In terms of how I would use it, in addition to landscape, travel photography, I would perhaps use it for outdoor macro photography and photo workshops too. The RoadTrip model is rated to hold over 17 pounds and the heaviest body + lens I would be putting on it would be my 6D + 70-300L. (Maybe a 70-200L or 100-400L in the future, but I really don't see myself buying or even renting super-teles.) 

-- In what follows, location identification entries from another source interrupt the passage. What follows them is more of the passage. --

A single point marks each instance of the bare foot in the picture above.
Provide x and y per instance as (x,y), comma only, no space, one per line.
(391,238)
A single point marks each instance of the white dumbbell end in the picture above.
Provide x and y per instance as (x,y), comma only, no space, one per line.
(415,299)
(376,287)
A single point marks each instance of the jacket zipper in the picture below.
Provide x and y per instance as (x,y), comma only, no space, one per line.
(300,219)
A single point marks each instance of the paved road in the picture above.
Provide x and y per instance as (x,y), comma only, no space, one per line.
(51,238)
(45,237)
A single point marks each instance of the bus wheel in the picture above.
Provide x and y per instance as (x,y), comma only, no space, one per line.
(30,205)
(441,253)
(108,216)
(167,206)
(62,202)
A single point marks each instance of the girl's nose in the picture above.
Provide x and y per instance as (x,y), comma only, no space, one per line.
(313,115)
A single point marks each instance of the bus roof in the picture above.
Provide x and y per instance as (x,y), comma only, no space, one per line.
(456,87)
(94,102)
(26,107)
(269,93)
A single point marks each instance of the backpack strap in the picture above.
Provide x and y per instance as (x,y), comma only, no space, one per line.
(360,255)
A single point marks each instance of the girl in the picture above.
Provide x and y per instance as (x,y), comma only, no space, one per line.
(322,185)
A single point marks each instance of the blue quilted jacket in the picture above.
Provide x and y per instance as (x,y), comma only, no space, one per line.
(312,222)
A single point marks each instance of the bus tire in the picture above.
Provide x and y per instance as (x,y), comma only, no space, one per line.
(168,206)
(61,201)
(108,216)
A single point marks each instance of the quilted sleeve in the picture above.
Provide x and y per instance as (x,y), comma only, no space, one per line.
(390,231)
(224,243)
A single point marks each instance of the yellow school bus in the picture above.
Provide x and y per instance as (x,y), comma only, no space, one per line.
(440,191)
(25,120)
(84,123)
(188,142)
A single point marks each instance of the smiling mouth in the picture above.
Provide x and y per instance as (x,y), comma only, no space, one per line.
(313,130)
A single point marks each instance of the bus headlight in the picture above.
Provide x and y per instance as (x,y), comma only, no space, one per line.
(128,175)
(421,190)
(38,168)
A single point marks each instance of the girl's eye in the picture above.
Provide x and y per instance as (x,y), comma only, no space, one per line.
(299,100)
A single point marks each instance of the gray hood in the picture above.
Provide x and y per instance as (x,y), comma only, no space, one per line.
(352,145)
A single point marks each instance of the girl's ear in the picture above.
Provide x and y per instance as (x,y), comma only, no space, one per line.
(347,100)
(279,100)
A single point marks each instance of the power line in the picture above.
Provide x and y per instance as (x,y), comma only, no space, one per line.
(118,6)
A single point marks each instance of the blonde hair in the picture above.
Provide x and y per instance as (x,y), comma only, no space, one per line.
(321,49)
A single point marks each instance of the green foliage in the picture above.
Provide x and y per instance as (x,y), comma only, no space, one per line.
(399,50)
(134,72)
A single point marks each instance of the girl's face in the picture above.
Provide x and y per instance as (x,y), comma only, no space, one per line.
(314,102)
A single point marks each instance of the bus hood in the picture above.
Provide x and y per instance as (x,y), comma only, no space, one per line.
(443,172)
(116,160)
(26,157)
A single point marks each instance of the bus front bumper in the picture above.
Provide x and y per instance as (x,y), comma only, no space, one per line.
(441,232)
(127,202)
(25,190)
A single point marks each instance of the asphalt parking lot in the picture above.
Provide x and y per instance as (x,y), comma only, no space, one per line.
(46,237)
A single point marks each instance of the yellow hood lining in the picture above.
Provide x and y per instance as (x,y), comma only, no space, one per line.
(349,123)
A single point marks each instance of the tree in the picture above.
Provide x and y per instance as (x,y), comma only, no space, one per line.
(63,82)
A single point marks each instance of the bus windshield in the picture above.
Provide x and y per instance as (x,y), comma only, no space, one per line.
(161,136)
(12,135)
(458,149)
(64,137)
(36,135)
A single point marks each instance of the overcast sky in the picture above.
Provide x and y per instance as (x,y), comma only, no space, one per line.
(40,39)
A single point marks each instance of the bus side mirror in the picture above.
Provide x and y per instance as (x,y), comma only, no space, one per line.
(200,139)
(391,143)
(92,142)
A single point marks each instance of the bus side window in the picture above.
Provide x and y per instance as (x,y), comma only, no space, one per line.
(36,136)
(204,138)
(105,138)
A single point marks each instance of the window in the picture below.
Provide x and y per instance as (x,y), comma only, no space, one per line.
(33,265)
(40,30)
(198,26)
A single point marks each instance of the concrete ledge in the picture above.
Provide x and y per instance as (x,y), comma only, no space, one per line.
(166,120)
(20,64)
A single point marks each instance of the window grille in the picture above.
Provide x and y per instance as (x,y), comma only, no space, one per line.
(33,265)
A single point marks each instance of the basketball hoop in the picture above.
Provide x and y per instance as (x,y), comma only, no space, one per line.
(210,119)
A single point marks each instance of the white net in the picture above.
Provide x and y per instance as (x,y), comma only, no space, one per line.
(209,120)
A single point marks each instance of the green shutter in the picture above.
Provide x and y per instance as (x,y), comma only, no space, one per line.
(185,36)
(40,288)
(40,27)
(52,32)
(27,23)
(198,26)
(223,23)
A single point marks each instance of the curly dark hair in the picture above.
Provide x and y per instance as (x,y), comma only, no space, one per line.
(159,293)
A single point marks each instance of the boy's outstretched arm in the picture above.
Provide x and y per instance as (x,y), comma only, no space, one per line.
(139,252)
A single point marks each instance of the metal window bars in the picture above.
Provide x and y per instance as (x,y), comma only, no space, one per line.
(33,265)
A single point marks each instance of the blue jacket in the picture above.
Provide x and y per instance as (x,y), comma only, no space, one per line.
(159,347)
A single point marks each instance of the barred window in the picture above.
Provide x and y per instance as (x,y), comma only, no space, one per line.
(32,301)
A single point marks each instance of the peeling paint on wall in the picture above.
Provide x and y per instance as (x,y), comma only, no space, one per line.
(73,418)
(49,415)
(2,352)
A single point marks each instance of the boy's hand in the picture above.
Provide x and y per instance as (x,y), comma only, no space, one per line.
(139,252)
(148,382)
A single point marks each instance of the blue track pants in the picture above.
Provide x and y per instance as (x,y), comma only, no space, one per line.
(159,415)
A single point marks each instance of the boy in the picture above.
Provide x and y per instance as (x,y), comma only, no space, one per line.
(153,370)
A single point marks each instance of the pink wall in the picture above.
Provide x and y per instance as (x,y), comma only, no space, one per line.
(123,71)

I would greatly appreciate your thoughts and comments as to the suitability of the MeFOTO tripod for my proposed uses, including whether to go with aluminum or carbon fiber, as it might apply to my proposed uses. (CF is lighter weight, but are there any advantages, other than price, for going with aluminum?) Comments from users and non-users of MeFOTO tripods are welcome. I'm also open to suggestions about other travel tripod/head combinations that are light-weight, especially ones under $500. (If that figure is unrealistic, let me know that too.) 

Vivid


----------



## neuroanatomist (Nov 17, 2013)

RE aluminum vs CF, although more expensive, CF isn't just lighter. It's also easier to handle in cold weather, and damps vibration better than aluminum.


----------



## Don Haines (Nov 17, 2013)

As posted before, one of the few drawbacks of carbon fibre tripods is that they can blow over in the wind.... You can tie down the tripod from the centre column to your camera bag, a brick, or whatever, to make it more stable. Also, if it is tied to the camera bag, thieves can not walk off with it while you are distracted.


----------



## Vivid Color (Nov 18, 2013)

Neuro and Don, thank you for your comments. CF it is. Don, thank you too for sending the picture of how you tie your bag to your tripod. In addition to the security aspect, I really like the idea of keeping the bag on the ground as I think this would add to the stability. Most photos I see of weights tied to the center column of the tripod show the weight off the ground.


----------



## neuroanatomist (Nov 18, 2013)

Definitely lower the weight so it is on the ground. A suspended camera bag will get moved by the wind, adding vibration instead of dampening it. 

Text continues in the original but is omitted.